Artificial Intelligence (AI) and Machine Learning (ML) have become transformative forces, reshaping industries worldwide and fostering a heightened demand for professionals proficient in these domains.
The Telegraph Online Edugraph facilitated an interview session with Mr. Gaurav Sukhatme, the Executive Vice Dean, USC’s Viterbi School of Engineering, who shared his thoughts on the rapid evolution of Artificial Intelligence (AI) and Machine Learning (ML) and how these are likely to transform and reshape future education and career opportunities.
1. What do you think is the scope for AI and machine learning, given the current digital evolution?
My own work is in robotics, which means I use a lot of AI and ML. My sense is that AI and ML are going to be transformative technologies and they are going to be transformative across many sectors because they potentially will help us build better tools for sectors which are very varied, whether it is health and medicine or it’s marketing, or retail. We already live in an economy worldwide which is information-driven. Now this takes it to the next level, where insights or decision-making or assistance to humans is becoming available at a much, much higher level because of AI and machine learning. So, my impression is just the way the 1st IT revolution really changed the way the world worked. Right? It became digital. I think this is the next.
2. In the World Economic Forum’s Future of Jobs Report 2023, tech roles such as AI and machine learning specialists are expected to grow by 30 % by 2028. What do you think is the scope of industries in this? What kinds of industries are upcoming here?
One of the interesting rapid developments in just the last 12 months has been the emergence of these so-called large models for AI and machine learning. And you must have heard about Chat GPT.
What is happening very rapidly in AI right now is:
No.1 efforts to make them better and make them safer to use but also,
No.2 to build new technologies on top of them, to use them as a foundation for other technologies.
For example, my research is in robotics. And I see that one thing that a lot of people are doing is to use these kinds of models as a base, as a foundation and then to build specialised robot skills on top of that. Even people who are working or trying to process data for making decisions about something in the supply chain or maybe in some other sector of the economy, they are using these models as a base or as a foundation and then specialising on top of them and building. And businesses are really springing up at a rapid pace that are using this. And that I think is just the beginning.

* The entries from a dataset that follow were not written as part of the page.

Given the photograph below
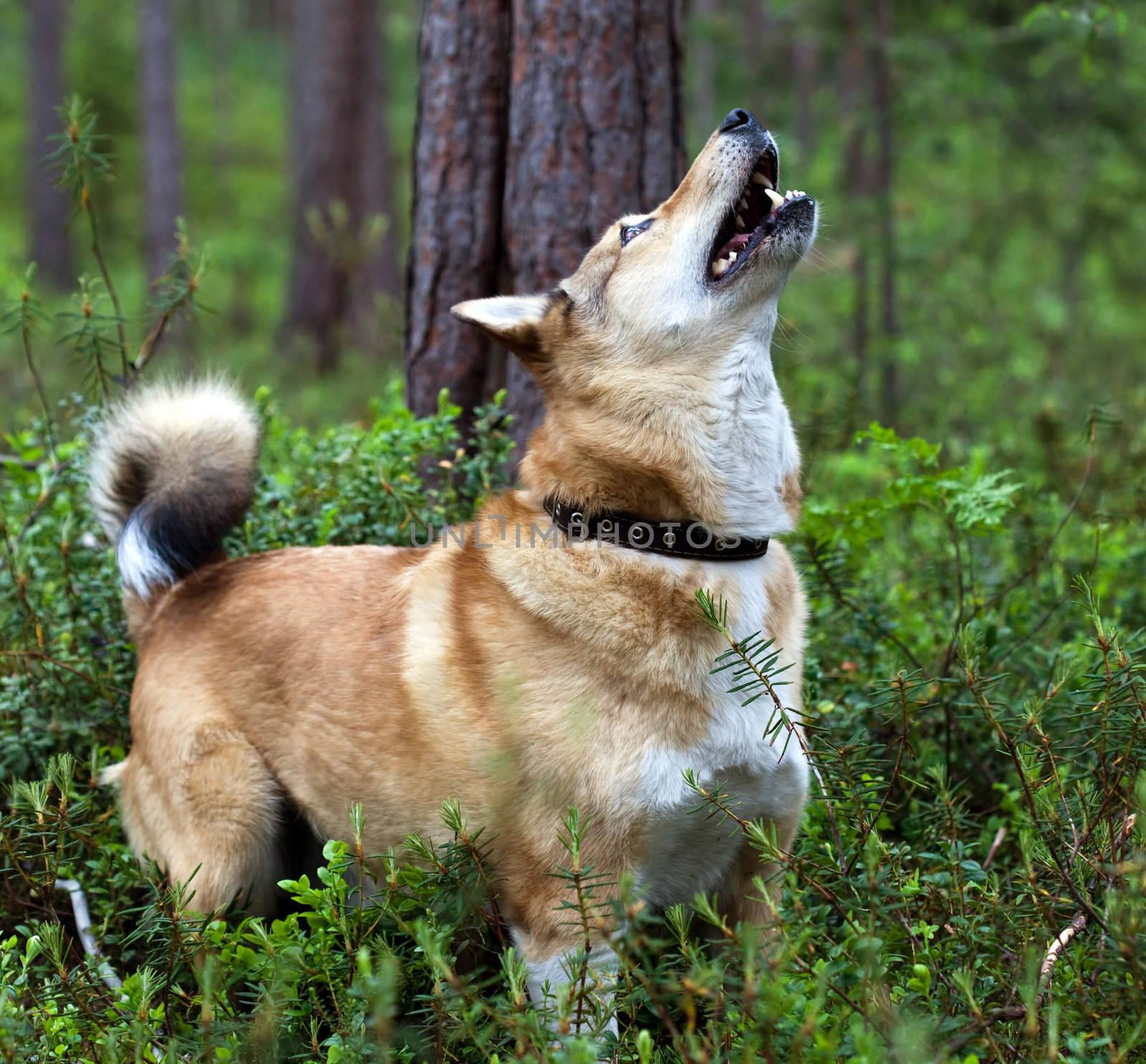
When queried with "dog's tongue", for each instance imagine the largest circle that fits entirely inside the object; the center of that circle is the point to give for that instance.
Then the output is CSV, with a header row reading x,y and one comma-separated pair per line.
x,y
735,244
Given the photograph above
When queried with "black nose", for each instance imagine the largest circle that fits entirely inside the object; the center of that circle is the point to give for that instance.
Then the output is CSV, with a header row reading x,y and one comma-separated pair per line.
x,y
736,118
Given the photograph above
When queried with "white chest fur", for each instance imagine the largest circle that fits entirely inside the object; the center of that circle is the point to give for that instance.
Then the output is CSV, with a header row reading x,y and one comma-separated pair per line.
x,y
689,850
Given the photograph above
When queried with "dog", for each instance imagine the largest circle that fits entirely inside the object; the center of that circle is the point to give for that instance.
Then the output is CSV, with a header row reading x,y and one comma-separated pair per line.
x,y
517,674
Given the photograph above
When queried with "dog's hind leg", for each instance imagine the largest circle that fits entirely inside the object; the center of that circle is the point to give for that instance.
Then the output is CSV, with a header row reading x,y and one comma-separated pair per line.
x,y
213,817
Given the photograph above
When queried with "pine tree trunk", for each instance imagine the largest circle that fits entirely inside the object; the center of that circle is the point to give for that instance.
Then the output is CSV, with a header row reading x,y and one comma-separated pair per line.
x,y
376,278
162,168
885,156
47,206
458,170
336,116
855,118
596,129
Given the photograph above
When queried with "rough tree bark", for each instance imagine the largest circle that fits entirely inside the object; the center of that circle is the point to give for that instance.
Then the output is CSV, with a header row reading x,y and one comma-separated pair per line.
x,y
854,78
337,132
596,129
884,178
47,206
458,168
515,183
163,194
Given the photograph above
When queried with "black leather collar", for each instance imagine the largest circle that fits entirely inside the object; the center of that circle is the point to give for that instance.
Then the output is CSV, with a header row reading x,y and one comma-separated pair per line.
x,y
679,539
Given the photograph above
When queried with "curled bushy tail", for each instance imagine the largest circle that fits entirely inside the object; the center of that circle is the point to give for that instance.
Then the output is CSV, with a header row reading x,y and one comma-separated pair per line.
x,y
171,471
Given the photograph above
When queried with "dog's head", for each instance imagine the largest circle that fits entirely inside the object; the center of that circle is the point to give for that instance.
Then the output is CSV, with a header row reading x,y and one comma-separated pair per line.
x,y
645,330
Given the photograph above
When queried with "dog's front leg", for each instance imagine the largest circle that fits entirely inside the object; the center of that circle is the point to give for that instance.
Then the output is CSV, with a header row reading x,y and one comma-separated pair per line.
x,y
574,991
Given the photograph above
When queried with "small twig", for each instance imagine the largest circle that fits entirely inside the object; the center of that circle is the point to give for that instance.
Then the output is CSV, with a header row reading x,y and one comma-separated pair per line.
x,y
84,930
39,389
995,845
39,656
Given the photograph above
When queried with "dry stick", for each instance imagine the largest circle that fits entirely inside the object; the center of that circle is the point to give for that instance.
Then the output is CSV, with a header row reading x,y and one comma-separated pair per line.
x,y
983,702
794,729
1088,470
14,460
86,200
39,390
39,656
1060,941
842,599
902,685
995,845
84,929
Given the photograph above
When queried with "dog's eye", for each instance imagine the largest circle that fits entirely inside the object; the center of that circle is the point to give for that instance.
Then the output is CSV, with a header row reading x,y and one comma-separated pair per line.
x,y
630,232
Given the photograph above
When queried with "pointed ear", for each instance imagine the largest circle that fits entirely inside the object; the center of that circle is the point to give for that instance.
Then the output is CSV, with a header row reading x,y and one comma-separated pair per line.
x,y
511,320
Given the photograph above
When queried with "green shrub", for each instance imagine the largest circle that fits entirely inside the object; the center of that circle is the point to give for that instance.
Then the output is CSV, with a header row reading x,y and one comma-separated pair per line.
x,y
968,884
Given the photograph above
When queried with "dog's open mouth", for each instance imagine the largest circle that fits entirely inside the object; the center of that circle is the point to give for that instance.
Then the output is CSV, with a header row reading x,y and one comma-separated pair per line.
x,y
756,215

3. Given the outstanding success of Chandrayaan 3 launch, what is the landscape of space engineering?
At USC, space engineering is a very hot area. The reason is, partly because historically, we had very deep connections with the aerospace sector which in the US is based in Southern California. All big companies, Boeing for instance, are there. SpaceX is there right in our backyard. So historically we had a tie. We have various successful programmes in astronautics, which is the science of rocketry, basically.
One interesting thing I noticed about space is that, in India and in the US, a lot of start-ups are starting to work on space technologies. 2-3 decades ago, we felt that space was the preserve of large aerospace companies. But now I noticed that there is a start-up ecosystem around it. And I am told that in India, there is a very vibrant startup ecosystem around space technologies also.
4. What is the industry's role? If you could name some of these?
I think data has the potential to power almost anything you can imagine. It doesn't matter if it's in banking, finance, or health – especially in a country like India. These fields are all going to be significantly affected by data. Even manufacturing, which is making a big comeback in India, will benefit from data-driven innovations.
5. How is Viterbi School of Engineering contributing in the areas of AI and space engineering for Indian students? If you could highlight the courses and specialisations.
There are nearly 65 degrees at the master’s level and there are 13 degrees at the Ph.D. level. Obviously given the interest these days, most sought after ones are in computer science and in data science and in AI and machine learning. The others are also very popular. A lot of Indian students come. It’s a very vibrant place for Indian students. I mean to give you an idea, at the Viterbi School there are around 2000 Indian students.